La professeure Marie-Laurence Tremblay
— Dany Vachon
Avec Etherlab et une équipe diversifiée, elle développe de son côté une simulation pour que la personne qui enfile le casque soit plongée dans la peau d'un patient psychotique. La professeure Tremblay avait entendu parler de quelques démarches du genre à travers le monde, où l'on tentait de sensibiliser les étudiantes et les étudiants de différents domaines de la santé à la réalité de l'autre.
«On avait là un filon intéressant. C'est difficile pour un jeune de 18-20 ans de comprendre les difficultés, les limitations et les frustrations que peuvent vivre les patients. On pense que les étudiants vont mieux saisir les besoins des personnes en l'ayant vécu eux-mêmes. C'est ce qui est fantastique avec la réalité virtuelle, on y croit vraiment.
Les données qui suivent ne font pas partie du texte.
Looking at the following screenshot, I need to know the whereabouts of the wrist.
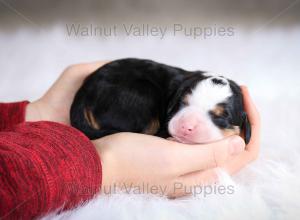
[25,101,41,122]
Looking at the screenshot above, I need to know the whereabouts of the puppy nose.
[181,124,195,135]
[211,77,227,86]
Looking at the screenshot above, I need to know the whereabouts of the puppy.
[70,59,251,144]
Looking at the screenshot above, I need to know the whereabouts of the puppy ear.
[241,112,251,144]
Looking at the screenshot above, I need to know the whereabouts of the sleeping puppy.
[70,59,251,144]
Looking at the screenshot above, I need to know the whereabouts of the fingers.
[241,86,260,156]
[168,168,218,197]
[241,86,260,125]
[169,136,245,176]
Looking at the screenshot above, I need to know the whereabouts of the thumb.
[170,135,245,176]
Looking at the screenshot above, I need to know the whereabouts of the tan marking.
[143,119,160,135]
[212,105,224,116]
[221,126,241,137]
[84,109,101,130]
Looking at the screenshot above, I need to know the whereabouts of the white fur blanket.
[0,26,300,220]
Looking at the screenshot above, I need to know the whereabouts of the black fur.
[70,59,250,144]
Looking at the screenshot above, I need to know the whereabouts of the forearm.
[0,122,102,219]
[0,101,28,131]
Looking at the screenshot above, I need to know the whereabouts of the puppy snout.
[181,124,196,135]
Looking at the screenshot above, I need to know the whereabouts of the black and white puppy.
[71,59,251,144]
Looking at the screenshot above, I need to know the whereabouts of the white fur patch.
[188,76,232,112]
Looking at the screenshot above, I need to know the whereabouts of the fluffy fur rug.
[0,27,300,220]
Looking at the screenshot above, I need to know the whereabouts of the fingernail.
[229,136,245,155]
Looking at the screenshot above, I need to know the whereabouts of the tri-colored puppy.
[71,59,251,144]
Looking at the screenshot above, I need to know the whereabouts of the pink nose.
[181,123,196,135]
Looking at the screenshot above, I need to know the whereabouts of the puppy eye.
[180,100,188,106]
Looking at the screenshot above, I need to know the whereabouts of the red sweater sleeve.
[0,121,102,219]
[0,101,29,131]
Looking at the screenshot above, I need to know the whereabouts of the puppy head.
[168,74,251,143]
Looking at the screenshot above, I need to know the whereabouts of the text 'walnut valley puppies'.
[71,59,251,144]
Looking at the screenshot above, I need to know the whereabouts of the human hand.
[223,86,261,174]
[93,133,245,197]
[26,61,107,125]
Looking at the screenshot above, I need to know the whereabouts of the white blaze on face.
[168,77,232,143]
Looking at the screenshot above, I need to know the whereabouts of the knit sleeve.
[0,122,102,219]
[0,101,29,131]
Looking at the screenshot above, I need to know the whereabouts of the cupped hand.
[93,133,245,197]
[26,61,107,125]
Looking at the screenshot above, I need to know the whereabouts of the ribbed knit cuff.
[0,101,29,131]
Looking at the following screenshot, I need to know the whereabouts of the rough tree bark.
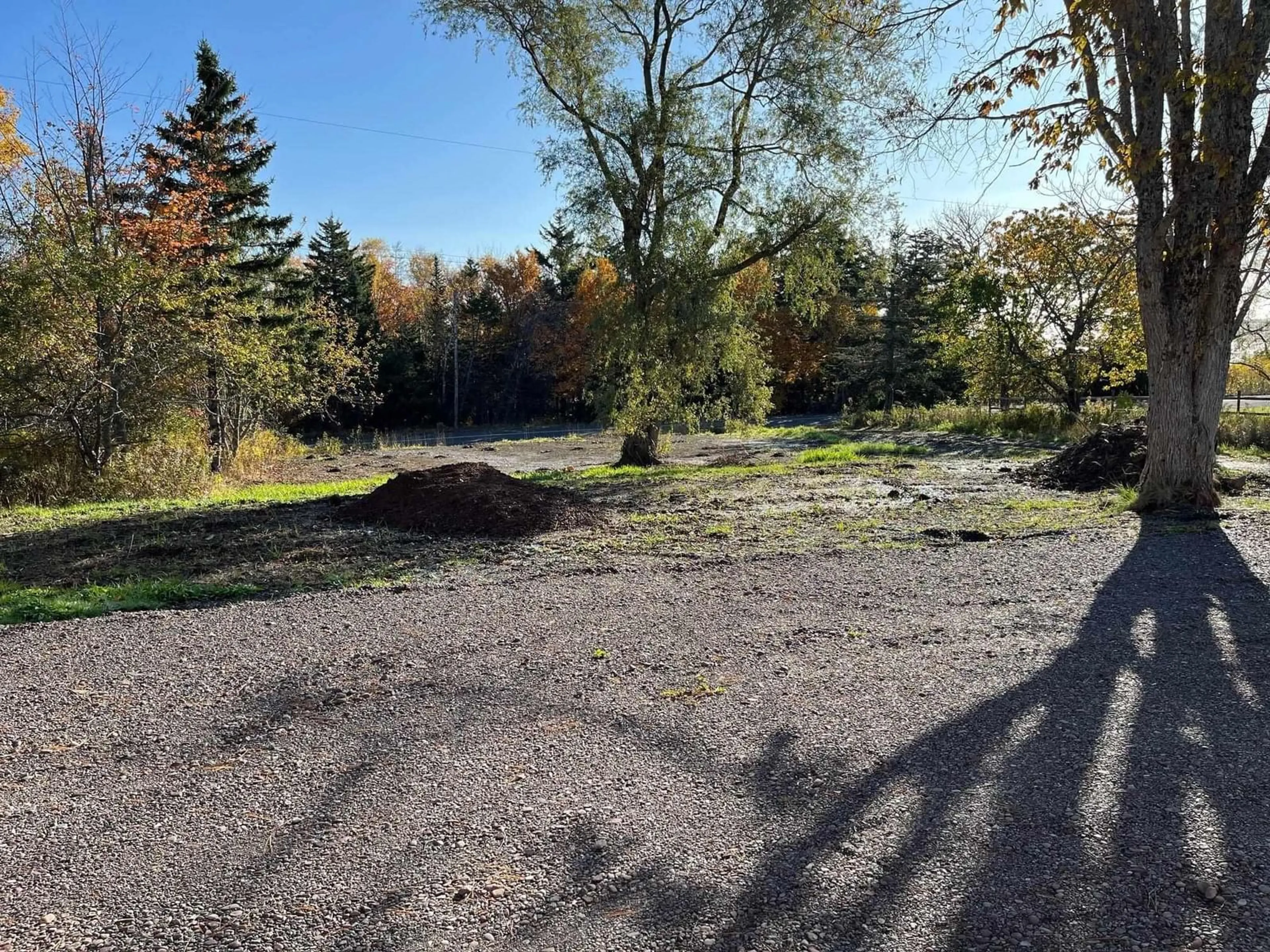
[960,0,1270,509]
[1137,226,1243,510]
L'objectif est de développer une espèce de reconnaissance du senti, on n'est pas loin de l'empathie.»
La professeure souligne qu'il est scientifiquement prouvé qu'être empathique augmente la capacité de créer un lien avec le patient et que la qualité de l'intervention proposée est alors plus grande.
Son projet va bon train et elle utilisera sa simulation pour un cours en troisième année de pharmacie à la session d'automne 2024. Mais ses visées sont plus larges. «Je veux faire quelque chose d'assez transdisciplinaire. Prendre la perspective d'un patient est très valable, peu importe la profession de la santé et même des sciences sociales», indique la professeure Tremblay, qui travaille avec des professionnels en pharmacie, en neuropsychologie, en psychiatrie ainsi qu'avec des patients-partenaires pour valider la justesse de l'expérience.
«C'est un début. Tout mettre en place est un parcours du combattant, mais il y a tellement de potentiel», dit-elle avec optimisme.
Le professeur Ratté voit quant à lui son Prix d'excellence en enseignement comme «un levier pour aller chercher du financement afin de poursuivre le projet et développer cette expertise à l'Université Laval».